PyEmits, a python package for easy manipulation in time-series data. Time-series data is very common in real life.
- Engineering
- FSI industry (Financial Services Industry)
- FMCG (Fast Moving Consumer Good)
Data scientist's work consists of:
- forecasting
- prediction/simulation
- data prepration
- cleansing
- anomaly detection
- descriptive data analysis/exploratory data analysis
each new business unit shall build the following wheels again and again
- data pipeline
- extraction
- transformation
- cleansing
- feature engineering
- remove outliers
- AI landing for prediction, forecasting
- write it back to database
- ml framework
- multiple model training
- multiple model prediction
- kfold validation
- anomaly detection
- forecasting
- deep learning model in easy way
- ensemble modelling
- exploratory data analysis
- descriptive data analysis
- ...
That's why I create this project, also for fun. haha
This project is under active development, free to use (Apache 2.0) I am happy to see anyone can contribute for more advancement on features
Install
pip install pyemits
Features highlight
- Easy training
import numpy as np
from pyemits.core.ml.regression.trainer import RegTrainer, RegressionDataModel
X = np.random.randint(1, 100, size=(1000, 10))

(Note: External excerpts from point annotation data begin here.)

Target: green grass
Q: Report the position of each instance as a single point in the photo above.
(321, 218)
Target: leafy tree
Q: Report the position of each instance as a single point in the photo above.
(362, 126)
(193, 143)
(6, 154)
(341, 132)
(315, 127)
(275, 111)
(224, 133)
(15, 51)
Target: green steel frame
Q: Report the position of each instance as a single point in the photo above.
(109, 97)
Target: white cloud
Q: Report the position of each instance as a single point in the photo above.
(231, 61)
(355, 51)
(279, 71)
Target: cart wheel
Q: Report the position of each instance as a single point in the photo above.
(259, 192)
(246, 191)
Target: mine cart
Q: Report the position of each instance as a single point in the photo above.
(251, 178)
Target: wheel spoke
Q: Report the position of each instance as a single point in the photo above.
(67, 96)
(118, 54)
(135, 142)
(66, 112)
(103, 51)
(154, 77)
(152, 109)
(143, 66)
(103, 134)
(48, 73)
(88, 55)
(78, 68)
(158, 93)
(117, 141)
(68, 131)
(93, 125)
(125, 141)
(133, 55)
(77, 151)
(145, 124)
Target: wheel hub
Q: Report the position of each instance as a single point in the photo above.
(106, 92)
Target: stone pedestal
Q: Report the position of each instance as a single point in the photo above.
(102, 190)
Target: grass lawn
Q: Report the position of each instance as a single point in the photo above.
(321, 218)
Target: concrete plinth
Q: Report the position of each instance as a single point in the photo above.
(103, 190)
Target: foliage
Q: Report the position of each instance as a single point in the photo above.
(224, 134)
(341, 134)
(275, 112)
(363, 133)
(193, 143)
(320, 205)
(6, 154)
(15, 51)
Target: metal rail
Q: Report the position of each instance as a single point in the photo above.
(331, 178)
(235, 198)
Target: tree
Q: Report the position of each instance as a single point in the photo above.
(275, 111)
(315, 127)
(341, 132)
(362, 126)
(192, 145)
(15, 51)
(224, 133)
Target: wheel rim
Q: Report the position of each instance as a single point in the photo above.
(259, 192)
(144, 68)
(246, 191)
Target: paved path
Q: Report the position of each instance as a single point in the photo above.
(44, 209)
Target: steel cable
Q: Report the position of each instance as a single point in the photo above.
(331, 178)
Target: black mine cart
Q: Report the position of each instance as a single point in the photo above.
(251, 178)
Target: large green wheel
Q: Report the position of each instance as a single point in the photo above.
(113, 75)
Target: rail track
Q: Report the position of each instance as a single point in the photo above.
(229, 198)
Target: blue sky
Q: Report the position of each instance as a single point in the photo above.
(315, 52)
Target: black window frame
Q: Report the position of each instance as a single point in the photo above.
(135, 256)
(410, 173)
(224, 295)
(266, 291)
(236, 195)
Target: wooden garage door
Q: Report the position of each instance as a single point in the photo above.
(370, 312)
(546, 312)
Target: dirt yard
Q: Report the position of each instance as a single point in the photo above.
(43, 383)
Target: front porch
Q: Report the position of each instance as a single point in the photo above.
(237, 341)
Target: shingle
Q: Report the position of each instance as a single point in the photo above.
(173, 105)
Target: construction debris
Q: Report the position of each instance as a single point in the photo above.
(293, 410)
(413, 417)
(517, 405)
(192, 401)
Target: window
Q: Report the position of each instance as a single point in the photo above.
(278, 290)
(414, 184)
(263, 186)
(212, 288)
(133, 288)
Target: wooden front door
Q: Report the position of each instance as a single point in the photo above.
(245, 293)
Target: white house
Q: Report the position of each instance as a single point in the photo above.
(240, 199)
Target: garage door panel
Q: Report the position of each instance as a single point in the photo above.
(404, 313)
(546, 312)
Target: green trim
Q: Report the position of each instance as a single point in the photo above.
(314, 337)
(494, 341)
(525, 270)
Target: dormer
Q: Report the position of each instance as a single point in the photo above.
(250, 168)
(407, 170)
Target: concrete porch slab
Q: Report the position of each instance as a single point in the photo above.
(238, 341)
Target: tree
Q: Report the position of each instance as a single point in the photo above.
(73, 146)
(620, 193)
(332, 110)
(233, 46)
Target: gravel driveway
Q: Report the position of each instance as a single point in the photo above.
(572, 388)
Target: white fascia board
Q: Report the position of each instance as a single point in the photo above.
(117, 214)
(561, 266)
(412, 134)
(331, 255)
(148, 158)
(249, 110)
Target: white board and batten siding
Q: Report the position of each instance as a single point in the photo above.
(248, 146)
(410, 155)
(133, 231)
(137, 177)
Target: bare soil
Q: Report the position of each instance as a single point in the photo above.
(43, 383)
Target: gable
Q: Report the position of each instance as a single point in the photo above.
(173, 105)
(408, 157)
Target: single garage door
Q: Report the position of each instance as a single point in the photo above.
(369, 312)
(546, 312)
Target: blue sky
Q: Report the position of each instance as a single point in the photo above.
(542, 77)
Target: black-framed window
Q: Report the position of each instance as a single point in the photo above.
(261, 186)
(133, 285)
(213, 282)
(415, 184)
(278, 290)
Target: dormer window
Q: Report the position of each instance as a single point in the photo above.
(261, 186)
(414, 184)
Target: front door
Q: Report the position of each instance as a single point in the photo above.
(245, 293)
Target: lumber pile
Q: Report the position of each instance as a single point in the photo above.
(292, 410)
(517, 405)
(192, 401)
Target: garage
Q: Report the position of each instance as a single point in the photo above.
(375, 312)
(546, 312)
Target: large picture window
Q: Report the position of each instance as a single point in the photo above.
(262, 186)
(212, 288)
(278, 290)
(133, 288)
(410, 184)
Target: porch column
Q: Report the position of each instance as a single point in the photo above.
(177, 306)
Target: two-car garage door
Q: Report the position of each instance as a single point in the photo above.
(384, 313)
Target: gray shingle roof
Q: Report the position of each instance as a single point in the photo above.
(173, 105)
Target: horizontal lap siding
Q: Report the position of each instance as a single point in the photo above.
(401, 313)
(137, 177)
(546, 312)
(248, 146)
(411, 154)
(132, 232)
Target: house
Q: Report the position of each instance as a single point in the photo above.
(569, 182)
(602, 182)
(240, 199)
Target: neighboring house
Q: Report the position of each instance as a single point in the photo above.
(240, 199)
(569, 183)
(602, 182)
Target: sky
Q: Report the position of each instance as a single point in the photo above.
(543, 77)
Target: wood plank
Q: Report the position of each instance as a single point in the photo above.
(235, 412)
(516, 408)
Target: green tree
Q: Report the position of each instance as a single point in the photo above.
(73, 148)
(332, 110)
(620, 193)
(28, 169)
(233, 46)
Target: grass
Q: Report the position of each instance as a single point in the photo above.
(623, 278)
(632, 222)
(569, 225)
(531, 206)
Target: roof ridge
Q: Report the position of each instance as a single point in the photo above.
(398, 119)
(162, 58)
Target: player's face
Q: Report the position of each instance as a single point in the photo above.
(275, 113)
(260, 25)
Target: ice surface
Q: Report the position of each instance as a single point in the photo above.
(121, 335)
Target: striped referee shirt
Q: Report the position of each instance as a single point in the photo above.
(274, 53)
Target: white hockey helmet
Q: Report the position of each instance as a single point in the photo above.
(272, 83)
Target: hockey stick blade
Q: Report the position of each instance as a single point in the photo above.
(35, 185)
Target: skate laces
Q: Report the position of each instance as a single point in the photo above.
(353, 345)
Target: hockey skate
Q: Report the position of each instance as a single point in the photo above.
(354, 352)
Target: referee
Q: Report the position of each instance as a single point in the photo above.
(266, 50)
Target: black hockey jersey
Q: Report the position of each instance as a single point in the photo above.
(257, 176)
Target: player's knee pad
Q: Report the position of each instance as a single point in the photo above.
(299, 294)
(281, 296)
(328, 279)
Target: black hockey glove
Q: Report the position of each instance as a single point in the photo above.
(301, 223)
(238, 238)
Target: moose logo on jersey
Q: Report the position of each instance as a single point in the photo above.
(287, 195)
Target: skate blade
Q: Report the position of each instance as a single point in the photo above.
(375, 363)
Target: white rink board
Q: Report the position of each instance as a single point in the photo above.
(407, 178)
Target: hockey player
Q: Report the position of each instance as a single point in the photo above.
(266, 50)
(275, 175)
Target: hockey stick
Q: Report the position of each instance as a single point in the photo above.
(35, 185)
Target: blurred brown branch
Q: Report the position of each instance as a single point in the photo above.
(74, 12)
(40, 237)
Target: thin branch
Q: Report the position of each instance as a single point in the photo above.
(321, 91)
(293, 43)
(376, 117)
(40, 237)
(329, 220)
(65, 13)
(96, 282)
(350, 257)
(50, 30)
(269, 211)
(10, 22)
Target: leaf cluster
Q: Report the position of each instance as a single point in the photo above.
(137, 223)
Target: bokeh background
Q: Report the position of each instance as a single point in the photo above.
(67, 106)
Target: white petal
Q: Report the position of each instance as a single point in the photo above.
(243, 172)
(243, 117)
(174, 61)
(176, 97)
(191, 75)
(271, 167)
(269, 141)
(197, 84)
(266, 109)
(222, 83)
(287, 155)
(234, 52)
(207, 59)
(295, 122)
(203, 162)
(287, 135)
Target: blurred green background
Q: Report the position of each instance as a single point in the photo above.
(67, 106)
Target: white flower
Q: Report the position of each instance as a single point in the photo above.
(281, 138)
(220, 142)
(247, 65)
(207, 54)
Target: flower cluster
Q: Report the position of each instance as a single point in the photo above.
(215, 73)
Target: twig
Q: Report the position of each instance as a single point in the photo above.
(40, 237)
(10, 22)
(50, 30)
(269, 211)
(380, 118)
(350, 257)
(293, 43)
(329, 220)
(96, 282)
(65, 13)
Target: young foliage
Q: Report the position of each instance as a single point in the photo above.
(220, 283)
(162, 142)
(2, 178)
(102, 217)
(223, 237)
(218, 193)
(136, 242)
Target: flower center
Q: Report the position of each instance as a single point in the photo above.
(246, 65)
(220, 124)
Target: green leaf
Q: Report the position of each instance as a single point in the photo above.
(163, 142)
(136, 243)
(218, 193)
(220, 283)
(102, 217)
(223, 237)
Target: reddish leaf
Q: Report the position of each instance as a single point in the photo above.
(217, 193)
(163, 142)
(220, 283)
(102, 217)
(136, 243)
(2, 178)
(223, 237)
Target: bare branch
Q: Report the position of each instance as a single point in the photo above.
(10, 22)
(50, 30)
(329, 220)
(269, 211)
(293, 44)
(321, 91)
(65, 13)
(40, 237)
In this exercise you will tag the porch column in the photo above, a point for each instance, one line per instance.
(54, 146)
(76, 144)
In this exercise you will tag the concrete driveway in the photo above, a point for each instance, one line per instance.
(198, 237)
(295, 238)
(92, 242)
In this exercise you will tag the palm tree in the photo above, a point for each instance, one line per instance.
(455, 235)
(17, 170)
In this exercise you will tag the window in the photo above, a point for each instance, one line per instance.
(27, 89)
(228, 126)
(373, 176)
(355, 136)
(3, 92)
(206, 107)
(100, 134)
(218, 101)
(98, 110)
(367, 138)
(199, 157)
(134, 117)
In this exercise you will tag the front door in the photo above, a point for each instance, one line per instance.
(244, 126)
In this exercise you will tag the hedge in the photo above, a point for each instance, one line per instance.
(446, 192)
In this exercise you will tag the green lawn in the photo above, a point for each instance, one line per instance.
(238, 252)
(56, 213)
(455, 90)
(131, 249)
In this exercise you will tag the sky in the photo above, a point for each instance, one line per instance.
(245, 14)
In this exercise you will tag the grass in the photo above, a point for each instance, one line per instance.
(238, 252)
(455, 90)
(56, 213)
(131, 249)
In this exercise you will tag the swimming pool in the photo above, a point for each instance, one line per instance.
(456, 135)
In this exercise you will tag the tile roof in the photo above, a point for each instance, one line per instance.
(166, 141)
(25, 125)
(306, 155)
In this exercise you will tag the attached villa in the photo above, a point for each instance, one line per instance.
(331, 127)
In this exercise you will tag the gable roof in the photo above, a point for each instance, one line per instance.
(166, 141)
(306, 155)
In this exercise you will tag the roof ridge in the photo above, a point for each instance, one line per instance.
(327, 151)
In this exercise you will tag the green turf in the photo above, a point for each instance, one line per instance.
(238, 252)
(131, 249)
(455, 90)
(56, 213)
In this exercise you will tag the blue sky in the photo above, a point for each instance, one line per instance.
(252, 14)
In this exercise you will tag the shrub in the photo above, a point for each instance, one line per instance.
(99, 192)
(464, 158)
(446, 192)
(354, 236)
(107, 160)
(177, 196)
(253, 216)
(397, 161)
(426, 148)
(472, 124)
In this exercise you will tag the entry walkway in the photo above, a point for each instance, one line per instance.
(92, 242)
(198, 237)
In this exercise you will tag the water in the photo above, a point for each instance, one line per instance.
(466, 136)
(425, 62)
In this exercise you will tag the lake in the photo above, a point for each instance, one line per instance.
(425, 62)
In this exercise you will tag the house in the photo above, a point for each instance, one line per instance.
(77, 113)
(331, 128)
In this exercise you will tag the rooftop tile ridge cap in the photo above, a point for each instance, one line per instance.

y = np.random.randint(1, 100, size=(1000, 1))
raw_data_model = RegressionDataModel(X, y)
trainer = RegTrainer(['XGBoost'], [None], raw_data_model)
trainer.fit()
- Accept neural network as model
import numpy as np
from pyemits.core.ml.regression.trainer import RegTrainer, RegressionDataModel
from pyemits.core.ml.regression.nn import KerasWrapper
X = np.random.randint(1, 100, size=(1000, 10, 10))
y = np.random.randint(1, 100, size=(1000, 4))
keras_lstm_model = KerasWrapper.from_simple_lstm_model((10, 10), 4)
raw_data_model = RegressionDataModel(X, y)
trainer = RegTrainer([keras_lstm_model], [None], raw_data_model)
trainer.fit()
also keep flexibility on customized model
import numpy as np
from pyemits.core.ml.regression.trainer import RegTrainer, RegressionDataModel
from pyemits.core.ml.regression.nn import KerasWrapper
X = np.random.randint(1, 100, size=(1000, 10, 10))
y = np.random.randint(1, 100, size=(1000, 4))
from keras.layers import Dense, Dropout, LSTM
from keras import Sequential
model = Sequential()
model.add(LSTM(128,
activation='softmax',
input_shape=(10, 10),
))
model.add(Dropout(0.1))
model.add(Dense(4))
model.compile(loss='mse', optimizer='adam', metrics=['mse'])
keras_lstm_model = KerasWrapper(model, nickname='LSTM')
raw_data_model = RegressionDataModel(X, y)
trainer = RegTrainer([keras_lstm_model], [None], raw_data_model)
trainer.fit()
or attach it in algo config
import numpy as np
from pyemits.core.ml.regression.trainer import RegTrainer, RegressionDataModel
from pyemits.core.ml.regression.nn import KerasWrapper
from pyemits.common.config_model import KerasSequentialConfig
X = np.random.randint(1, 100, size=(1000, 10, 10))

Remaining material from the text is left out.